Katarmal is a small village that lies on the Ranikhet road in Kumaon and the temple can be accessed by a 20 minute walk from the main road. We set off on a Royal Enfield Motorcycle from Almora in the morning and were pretty famished by the time we reached the hamlet of Kosi. I was quite excited about the prospect of seeing this 12th Century wonder that was said to be left half built.


Legend says that ‘It was built by the Pandavas in one night and when the first rays of the morning lit the sky, the construction was halted and it has remained so ever since. This is the land of the lores of Pandavas. That and the fact that the terrain of this region has proved to be uninviting for the invaders. Except for an abortive attempt by a Rohilla chieftain and the Anglo-Tibet war, Kumaon has not witnessed any major battles. Though the region has always been engulfed by internal strife between the Kumaonis and the Garhwalis.

A dilapidated signboard by the ASI on the dirt track increased the sense of wonder and the first glimpse of the temple complex did not disappoint at all. It was a grand and colossal structure that oddly reminded me of the Parthenon in Greece!


There were 44 small temples surrounding the main shrine but none of them had any idols inside them. Some of them seemed to have been damaged in an attack but as I have mentioned there is no history pertaining to the same. Some of the smaller shrines seemed to be leaning, while one of them was only balanced on a single pillar. I wondered if the Archaeological Survey of India did anything other than just putting up 3-4 boards in and around the temple complex.

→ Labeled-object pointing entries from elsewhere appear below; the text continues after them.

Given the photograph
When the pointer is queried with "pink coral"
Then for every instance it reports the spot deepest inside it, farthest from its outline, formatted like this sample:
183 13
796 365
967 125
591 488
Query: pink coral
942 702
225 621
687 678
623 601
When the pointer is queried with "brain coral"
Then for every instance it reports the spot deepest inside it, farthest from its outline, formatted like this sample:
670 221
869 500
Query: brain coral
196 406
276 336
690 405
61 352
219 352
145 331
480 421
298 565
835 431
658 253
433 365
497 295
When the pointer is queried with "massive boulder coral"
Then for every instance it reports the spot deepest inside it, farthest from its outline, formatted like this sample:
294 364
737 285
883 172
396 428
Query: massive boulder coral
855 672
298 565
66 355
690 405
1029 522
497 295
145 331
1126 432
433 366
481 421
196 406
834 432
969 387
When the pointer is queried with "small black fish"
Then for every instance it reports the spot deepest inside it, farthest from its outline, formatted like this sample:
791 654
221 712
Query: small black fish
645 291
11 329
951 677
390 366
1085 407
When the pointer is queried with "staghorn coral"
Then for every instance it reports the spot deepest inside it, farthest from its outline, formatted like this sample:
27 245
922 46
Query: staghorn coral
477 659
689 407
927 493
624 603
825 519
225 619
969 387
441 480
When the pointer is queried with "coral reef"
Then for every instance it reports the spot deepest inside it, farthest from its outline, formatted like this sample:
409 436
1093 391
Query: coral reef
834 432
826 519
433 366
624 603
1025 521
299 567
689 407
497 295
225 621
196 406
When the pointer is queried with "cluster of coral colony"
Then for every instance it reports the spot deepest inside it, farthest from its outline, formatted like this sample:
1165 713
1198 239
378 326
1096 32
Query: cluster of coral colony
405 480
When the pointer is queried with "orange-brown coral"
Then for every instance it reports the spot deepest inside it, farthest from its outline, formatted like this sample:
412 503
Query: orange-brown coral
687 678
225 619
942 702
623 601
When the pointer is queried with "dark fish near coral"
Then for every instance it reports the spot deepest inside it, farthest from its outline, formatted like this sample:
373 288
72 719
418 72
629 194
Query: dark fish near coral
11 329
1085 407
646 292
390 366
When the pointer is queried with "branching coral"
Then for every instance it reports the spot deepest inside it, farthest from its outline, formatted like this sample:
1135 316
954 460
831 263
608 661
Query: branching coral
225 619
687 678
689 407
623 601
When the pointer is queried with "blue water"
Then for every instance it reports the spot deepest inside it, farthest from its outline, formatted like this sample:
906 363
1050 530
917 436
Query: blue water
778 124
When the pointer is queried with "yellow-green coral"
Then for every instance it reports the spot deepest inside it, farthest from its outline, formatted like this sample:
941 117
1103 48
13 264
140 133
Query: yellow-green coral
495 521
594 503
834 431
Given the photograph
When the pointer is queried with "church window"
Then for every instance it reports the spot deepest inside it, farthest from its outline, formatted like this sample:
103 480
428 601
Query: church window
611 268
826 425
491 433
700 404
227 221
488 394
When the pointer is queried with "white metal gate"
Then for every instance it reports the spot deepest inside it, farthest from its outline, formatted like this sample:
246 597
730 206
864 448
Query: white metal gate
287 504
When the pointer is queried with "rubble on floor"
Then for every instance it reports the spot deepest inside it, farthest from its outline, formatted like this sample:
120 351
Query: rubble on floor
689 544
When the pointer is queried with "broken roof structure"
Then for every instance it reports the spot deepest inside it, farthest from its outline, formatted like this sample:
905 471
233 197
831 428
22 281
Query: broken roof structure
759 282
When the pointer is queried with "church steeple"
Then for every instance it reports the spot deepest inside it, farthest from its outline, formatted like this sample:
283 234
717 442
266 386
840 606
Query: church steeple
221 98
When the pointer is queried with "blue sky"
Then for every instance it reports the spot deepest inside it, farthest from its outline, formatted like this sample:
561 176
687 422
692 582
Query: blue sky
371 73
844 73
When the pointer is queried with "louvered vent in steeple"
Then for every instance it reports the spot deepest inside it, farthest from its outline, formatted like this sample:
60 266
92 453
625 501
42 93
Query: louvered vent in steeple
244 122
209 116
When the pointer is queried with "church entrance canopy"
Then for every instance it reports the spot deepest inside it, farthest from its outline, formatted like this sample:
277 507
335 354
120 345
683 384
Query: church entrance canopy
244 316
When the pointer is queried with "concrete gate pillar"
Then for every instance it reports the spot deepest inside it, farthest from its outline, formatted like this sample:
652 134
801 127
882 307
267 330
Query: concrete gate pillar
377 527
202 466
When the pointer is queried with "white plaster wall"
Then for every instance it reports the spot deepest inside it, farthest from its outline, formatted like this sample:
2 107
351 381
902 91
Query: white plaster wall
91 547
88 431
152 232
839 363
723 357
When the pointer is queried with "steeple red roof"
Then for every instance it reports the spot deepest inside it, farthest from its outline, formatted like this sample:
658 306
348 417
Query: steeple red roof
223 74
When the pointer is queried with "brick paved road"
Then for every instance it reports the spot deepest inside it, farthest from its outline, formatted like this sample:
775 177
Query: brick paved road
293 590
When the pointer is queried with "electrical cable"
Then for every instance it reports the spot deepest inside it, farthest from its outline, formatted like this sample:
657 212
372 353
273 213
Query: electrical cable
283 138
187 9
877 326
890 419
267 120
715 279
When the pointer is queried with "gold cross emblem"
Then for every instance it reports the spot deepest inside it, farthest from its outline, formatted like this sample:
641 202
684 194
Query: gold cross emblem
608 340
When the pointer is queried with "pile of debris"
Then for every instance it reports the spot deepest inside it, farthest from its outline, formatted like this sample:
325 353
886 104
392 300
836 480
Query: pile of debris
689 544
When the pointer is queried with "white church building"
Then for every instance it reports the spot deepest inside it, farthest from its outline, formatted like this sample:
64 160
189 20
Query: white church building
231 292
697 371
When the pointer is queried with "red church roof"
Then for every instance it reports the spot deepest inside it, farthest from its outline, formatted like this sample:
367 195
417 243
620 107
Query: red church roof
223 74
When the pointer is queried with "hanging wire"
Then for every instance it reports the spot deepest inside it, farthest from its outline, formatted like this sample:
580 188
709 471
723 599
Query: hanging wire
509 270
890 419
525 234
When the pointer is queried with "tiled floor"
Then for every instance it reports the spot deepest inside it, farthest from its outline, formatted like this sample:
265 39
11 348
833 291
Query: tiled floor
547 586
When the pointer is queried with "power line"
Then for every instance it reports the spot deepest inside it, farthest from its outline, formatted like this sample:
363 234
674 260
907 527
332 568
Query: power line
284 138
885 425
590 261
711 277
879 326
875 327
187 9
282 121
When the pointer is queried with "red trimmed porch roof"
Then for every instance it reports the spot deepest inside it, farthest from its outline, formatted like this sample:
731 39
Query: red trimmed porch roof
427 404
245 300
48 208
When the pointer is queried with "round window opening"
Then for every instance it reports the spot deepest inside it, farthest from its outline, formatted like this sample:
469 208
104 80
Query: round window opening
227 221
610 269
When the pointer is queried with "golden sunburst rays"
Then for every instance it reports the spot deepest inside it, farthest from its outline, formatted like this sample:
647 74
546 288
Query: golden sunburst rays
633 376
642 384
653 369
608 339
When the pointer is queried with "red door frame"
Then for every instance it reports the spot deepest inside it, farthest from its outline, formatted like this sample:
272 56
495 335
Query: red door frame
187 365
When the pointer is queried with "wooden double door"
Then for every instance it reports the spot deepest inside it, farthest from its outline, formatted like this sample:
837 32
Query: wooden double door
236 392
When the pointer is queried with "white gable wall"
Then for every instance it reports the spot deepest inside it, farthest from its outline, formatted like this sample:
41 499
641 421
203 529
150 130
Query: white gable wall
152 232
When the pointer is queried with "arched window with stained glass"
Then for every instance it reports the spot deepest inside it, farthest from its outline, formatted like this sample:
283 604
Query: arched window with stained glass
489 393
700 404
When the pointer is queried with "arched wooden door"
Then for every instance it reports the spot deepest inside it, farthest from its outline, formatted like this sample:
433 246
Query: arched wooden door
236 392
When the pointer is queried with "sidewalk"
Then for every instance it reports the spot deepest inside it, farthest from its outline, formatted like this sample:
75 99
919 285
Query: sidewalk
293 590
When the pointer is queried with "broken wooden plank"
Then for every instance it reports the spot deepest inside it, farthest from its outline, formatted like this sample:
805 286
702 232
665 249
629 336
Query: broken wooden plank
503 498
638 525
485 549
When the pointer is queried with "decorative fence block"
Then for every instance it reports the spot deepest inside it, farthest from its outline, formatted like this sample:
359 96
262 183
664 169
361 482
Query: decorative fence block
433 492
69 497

From 7th Century AD to 12th Century AD Kumaon witnessed a sustained period of great temples being built by various rulers. The Katyuri dynasty has been credited for most of them, and even this Sun temple was built by the Katyuri king Katarmalla. The main deity of the sun temple is Surya –  called Vraddha Aditya (Old Sun God) here.


IMG_1716 (1)
Vraddha Aditya or Surya, the main deity. Picture courtesy: Mr Niraj Kumar Verma


The temple is perched at a height of 2100 m on a small hillock with an endless view of the valley on the front side. It has been designed such that on few days especially during the equinoxes, the first rays of the sun fall on the deity inside the Garbhagriha. There’s a small hole punched in one of the temples from where the first light permeates through and casts its light on the idol making it a glorious sight.


An azure sky behind the main temple creates a perfect backdrop. The setting is quite spectacular with a cool breeze blowing even on an otherwise hot day in May.  Various temple pieces like the Amalakas are found scattered in the courtyard. There is a spectator too, a lone tree that continues to witness the glories and vagaries of time. 


The temples of Kumaon from this period used huge stones instead of bricks, some of them so humongous that only the Gods are believed to have carried them so far ! (Perhaps thats why the local legend of so many of these temples to have been built by the Pandavas). These stones were quarried from the nearby valley and hauled upto the site where they were cut and carved. This temple is said to be one of the biggest and tallest in the entire Kumaon region. The style of architecture of the temple is Nagara style.

 The temple had intricately carved wooden doors and pillars that were shifted to the National Museum in Delhi after the theft of a priceless 10th century idol from the temple premises.

 The wooden door and pillars of the Katarmal Sun Temple displayed at the National Museum in Delhi. Pictures courtesy: Mr Niraj Kumar Verma

What really surprised me is that inspite of being both a rare and renowned heritage site with close proximity to the very touristy Almora, we met no other visitor during the time that we were there. There was no restaurant or dhaba near the temple and it sure looked like a place that no one cared about.  As a nation, we really don’t seem to be quite proud or caring of its rich heritage and culture. The same tourists who go gaga on seeing monuments when in a western country are not even aware of the rich architectural heritage that lies in their vicinity. Although I must admit; the monuments in our country are rarely well maintained and even basic facilities sometimes don’t exist at heritage sites.